Re: [PATCH] clk: add new Kconfig to control default behavior of disabling unused clocks
From: Hans de Goede <hansg@kernel.org>
Date: 2026-03-17 11:53:15
Also in:
linux-clk, lkml
Hi Maxime, On 17-Mar-26 08:30, Maxime Ripard wrote:
Hi, On Mon, Mar 16, 2026 at 06:33:45PM -0400, Brian Masney wrote:quoted
At the 2023 Linux Plumbers Conference in Richmond VA, there was a discussion about how large number of systems need to boot with clk_ignore_unused. Per the discussions at the conference, the existing behavior in the clk core is broken, and there is a desire to completely remove this functionality.Broken how? clk_ignore_unused is to a point where it's seriously cargo-culted and documented as a silver bullet, when in reality it's just a debug tool for broken drivers, and the driver must be fixed. But nobody is actually fixing it. See https://fedoraproject.org/wiki/Changes/Automatic_DTB_selection_for_aarch64_EFI_systems#How_To_Test for example. The affected clock could be marked as CLK_IS_CRITICAL, and fedora wouldn't have to package anything, change anything, etc. But no, the problem is clk_ignore_unused.

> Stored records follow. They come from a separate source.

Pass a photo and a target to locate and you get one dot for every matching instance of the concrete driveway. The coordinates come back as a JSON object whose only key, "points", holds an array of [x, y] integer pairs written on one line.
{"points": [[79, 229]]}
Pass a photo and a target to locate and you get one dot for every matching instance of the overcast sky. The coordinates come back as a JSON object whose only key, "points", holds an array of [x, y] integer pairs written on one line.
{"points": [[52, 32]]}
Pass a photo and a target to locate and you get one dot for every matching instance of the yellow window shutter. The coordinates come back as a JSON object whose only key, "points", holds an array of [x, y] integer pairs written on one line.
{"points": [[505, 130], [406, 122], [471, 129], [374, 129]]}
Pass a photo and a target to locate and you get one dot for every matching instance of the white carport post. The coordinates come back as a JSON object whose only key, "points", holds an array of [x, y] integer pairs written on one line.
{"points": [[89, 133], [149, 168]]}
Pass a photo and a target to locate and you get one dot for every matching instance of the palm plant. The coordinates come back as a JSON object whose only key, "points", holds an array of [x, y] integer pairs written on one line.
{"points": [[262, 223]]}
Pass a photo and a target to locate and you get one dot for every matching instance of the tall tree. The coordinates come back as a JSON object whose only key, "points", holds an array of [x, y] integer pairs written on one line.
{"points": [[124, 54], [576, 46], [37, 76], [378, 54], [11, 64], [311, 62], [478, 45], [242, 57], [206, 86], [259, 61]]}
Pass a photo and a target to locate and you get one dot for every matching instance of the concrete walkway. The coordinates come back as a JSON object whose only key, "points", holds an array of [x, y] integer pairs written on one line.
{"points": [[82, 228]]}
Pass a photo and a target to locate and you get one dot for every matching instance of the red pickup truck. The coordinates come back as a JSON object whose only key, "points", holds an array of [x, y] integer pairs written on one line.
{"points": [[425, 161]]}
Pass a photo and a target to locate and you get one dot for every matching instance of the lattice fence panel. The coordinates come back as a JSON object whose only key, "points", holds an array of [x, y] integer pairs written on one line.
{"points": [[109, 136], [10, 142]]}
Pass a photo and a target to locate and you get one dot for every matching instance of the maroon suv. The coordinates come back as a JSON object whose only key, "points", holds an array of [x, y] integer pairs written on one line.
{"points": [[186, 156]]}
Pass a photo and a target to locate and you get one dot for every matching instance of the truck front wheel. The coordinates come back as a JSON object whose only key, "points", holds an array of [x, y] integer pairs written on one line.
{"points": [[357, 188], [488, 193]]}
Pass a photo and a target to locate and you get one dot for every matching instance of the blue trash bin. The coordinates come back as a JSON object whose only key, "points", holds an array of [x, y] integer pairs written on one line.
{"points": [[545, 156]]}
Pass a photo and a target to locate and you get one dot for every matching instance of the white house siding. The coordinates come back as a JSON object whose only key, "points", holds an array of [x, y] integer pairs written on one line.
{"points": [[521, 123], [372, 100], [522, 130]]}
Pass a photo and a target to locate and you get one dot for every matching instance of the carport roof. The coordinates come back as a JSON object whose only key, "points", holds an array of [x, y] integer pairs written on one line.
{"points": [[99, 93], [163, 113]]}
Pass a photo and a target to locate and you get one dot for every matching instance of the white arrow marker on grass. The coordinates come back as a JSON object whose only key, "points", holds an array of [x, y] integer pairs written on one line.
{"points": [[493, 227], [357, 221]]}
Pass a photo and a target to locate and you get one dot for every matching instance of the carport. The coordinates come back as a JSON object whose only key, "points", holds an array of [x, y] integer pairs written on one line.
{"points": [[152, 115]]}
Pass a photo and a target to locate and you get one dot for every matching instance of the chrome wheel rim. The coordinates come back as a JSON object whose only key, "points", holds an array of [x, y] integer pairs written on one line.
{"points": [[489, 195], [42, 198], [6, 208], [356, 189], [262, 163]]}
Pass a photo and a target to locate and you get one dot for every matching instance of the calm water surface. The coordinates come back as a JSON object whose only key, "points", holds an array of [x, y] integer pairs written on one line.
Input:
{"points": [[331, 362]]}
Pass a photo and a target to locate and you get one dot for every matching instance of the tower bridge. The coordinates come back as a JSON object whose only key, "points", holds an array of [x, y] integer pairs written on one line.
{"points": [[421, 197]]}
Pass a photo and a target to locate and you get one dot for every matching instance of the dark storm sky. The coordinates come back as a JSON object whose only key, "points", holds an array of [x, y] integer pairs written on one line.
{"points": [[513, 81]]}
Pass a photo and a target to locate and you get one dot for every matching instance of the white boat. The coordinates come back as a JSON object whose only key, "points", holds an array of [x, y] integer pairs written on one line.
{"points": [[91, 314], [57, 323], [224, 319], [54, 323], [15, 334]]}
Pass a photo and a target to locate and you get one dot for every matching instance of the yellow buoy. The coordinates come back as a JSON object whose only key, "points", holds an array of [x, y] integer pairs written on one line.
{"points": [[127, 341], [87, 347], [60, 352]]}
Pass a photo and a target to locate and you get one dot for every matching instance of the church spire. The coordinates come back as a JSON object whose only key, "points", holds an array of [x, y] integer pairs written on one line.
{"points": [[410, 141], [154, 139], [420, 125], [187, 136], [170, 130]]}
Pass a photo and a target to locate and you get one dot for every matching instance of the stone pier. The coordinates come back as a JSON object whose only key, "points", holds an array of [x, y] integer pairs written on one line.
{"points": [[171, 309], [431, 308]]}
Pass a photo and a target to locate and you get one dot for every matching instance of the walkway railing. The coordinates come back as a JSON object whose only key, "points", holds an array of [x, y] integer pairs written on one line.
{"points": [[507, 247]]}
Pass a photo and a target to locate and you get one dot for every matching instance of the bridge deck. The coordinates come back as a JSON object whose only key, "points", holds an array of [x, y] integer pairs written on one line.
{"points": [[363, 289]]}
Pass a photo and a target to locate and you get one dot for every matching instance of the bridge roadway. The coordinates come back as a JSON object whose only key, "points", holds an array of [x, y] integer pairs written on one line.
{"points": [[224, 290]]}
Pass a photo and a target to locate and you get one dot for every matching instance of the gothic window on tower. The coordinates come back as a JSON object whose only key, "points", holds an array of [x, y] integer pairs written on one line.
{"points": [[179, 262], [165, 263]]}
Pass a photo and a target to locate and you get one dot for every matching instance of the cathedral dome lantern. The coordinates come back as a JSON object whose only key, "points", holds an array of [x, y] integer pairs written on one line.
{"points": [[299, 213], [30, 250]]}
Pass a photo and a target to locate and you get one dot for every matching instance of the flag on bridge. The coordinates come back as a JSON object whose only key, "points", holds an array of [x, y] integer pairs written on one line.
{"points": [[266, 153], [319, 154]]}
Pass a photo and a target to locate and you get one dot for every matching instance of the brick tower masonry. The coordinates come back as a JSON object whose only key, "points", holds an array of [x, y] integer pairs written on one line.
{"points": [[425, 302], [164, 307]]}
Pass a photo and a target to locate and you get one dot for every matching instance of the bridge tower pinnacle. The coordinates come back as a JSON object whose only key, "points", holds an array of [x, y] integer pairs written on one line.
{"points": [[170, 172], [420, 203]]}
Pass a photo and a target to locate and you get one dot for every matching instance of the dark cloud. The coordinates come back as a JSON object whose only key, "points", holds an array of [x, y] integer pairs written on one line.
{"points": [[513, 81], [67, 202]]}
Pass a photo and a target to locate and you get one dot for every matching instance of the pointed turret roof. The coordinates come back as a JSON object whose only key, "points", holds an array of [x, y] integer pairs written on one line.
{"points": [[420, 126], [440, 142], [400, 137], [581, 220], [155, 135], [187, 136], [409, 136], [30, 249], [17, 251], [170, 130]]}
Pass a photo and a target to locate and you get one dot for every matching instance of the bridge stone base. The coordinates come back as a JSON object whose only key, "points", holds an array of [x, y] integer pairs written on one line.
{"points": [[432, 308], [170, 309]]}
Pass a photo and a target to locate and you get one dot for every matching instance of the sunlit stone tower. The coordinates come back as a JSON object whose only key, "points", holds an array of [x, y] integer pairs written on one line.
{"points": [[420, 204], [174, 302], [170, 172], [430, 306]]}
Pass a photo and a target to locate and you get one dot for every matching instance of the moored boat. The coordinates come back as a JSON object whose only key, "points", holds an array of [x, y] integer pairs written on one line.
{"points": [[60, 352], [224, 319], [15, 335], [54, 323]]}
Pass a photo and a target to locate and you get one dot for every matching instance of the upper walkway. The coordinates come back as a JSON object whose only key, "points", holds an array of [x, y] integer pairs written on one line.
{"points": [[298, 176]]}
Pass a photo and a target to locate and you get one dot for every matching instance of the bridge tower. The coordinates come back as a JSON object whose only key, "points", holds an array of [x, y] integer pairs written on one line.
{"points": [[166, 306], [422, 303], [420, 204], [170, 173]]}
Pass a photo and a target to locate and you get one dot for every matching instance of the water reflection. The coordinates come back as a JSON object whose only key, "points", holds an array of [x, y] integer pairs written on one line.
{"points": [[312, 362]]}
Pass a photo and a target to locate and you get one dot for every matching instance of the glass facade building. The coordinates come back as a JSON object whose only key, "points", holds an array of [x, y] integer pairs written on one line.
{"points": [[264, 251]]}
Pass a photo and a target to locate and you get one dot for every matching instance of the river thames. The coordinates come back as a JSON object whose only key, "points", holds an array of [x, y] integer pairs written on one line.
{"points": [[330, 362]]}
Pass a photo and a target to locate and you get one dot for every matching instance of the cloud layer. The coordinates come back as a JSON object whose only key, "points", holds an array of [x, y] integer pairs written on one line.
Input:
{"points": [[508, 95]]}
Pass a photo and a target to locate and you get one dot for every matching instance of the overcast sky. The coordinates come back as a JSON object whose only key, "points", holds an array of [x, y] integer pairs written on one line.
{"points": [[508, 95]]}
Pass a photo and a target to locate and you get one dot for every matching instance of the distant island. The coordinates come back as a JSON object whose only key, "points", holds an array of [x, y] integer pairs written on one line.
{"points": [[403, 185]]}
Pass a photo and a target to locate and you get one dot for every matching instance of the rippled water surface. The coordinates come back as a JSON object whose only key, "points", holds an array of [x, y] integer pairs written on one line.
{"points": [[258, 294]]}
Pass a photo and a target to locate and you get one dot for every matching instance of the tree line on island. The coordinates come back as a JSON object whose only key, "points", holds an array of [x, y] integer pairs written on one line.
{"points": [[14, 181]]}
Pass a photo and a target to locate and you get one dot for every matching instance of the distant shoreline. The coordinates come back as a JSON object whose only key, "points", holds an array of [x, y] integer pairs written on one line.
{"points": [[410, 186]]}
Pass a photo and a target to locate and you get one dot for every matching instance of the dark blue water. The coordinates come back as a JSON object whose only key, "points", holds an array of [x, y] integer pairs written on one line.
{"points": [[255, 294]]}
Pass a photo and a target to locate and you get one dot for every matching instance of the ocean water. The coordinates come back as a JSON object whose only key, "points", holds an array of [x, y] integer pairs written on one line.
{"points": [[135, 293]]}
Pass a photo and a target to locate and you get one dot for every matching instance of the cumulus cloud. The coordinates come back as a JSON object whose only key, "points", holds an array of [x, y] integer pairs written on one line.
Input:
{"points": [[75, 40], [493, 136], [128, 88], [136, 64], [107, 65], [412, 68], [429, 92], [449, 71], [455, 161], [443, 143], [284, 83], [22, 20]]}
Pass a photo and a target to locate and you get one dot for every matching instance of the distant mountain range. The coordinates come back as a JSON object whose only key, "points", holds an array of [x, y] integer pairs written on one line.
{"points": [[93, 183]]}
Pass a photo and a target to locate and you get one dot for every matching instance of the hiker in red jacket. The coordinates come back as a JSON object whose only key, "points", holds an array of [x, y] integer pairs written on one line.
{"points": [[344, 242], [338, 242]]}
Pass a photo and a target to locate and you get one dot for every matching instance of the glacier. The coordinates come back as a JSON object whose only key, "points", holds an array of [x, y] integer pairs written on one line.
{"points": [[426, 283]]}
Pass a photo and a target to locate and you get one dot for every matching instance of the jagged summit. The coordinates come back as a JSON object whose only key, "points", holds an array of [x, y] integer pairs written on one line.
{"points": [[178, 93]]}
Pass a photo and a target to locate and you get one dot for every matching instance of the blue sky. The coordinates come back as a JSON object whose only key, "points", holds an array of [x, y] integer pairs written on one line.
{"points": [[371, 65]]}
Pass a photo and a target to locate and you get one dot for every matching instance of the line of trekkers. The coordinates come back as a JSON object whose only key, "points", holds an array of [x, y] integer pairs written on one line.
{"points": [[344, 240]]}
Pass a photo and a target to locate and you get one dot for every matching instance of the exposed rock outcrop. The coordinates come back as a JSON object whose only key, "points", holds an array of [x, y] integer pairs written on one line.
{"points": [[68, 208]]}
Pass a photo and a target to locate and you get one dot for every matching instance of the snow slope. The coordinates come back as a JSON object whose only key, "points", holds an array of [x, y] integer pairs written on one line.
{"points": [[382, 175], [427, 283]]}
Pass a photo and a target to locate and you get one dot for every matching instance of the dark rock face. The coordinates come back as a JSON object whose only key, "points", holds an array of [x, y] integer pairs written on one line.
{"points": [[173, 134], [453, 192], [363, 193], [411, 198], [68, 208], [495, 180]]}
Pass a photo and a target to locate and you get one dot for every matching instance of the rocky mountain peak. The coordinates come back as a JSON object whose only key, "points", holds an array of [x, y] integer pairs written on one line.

Both things can be true at the same time. Yes there are ways to work around issues causes by clk_ignore_unused and those ways should be used more often. And in example of the X1E laptops I do indeed want to try and figure out which clocks must not be turned off and try to see if it will be accepted to mark these as CLK_IS_CRITICAL. But at the same time the fundamental concept of turning off all unused clocks as soon as all *builtin* drivers are done probing is a broken concept when working with generic distro kernels where many drivers are modules. To me it looks like this was very much made with embedded systems with device specific kernels where all drivers for the used SoC are builtin. The problem basically is, that if we want something like disabling unused clocks at all (1), it should happen when all drivers including those build as module have had a chance to run. ATM the clocks simply get turned off too soon. Also see Stephen Boyd's LPC talk about this: "Make sync_state()/handoff work for the common clk framework" https://lpc.events/event/17/contributions/1432/ When the clk framework maintainer themselves are arguing for replacing the way unused clks are disabled atm with something better then to me that is a clear sign that there is something wrong with the current mechanism. Arguably it would be better to tie this into the deferred_probe_timeout mechanism with some way for subsystems to register callbacks for when the deferred_probe_timeout triggers. This way there will at least be some attempt by the kernel to delay it until all probing is done. Even though we do really have a problem here I'm not convinced that this patch, which allows disabling the entire mechanism by default, is a good idea though. There will likely be issues with systems consuming more power then they should, especially when suspended when unused clocks are not disabled. So allowing to change the default behavior will just swap one set of problems for another. Regards, Hans 1) One can also argue that the need to do this at all is broken in itself. If all clks have a consumer driver they will get turned off anyways; and if they lack a consumer driver then maybe they should have never turned on by the bootloader in the first place. I would expect any hw critical enough for the bootloader to also have an actual Linux driver.